The Law Society's reform plan received the go-ahead from the council this week, dooming 48 committees but giving birth to an executive committee from 1 February next year.
However, council members were divided over plans to select, rather than elect, members of the interim executive that will drive the changes through until June next year.
Vice-president Kamlesh Bahl said that the eight-person executive, including the three office-holders, needed to be made up of people who were “100 per cent committed to reform”.
Many council members insisted that elections were essential if the council was to take its democratic traditions seriously.
Graham White said: “If you don't have on board people who are sceptical, then the validity of the ideas is questionable.”
But Philip Hamer said the office-holders needed to act like managers of a football team, picking the best players, not having the fans vote for the team.
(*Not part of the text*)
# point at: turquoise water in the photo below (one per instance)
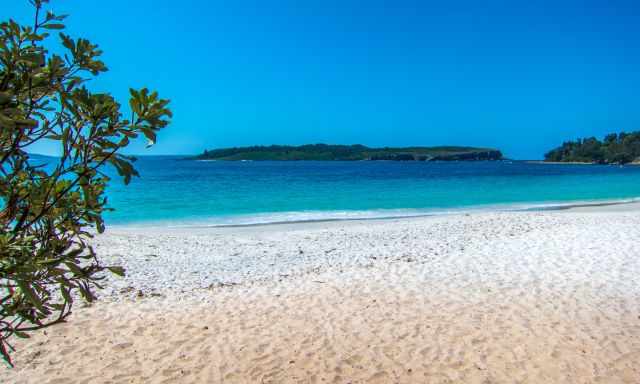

The council was presented with an all-or-nothing framework which would see many of the 160 committees and sub-committees replaced by short-term, goal-focused task forces and an executive that could implement council decisions.
Despite widespread concern over the detail of the Reform Working Party's report, council members were enthusiastic about the general thrust of their work and supportive of the urgent need for change.
Members acknowledged that the Law Society was seen as “arrogant”, “out of touch” and “irrelevant”.
Maria Fernandes summed up the majority mood when she said: “To some of you it may not be a perfect plan, but it's a plan. Let's get on with it.”
Bahl agreed that “not everything will work and I think we will have to adjust it as we go along”.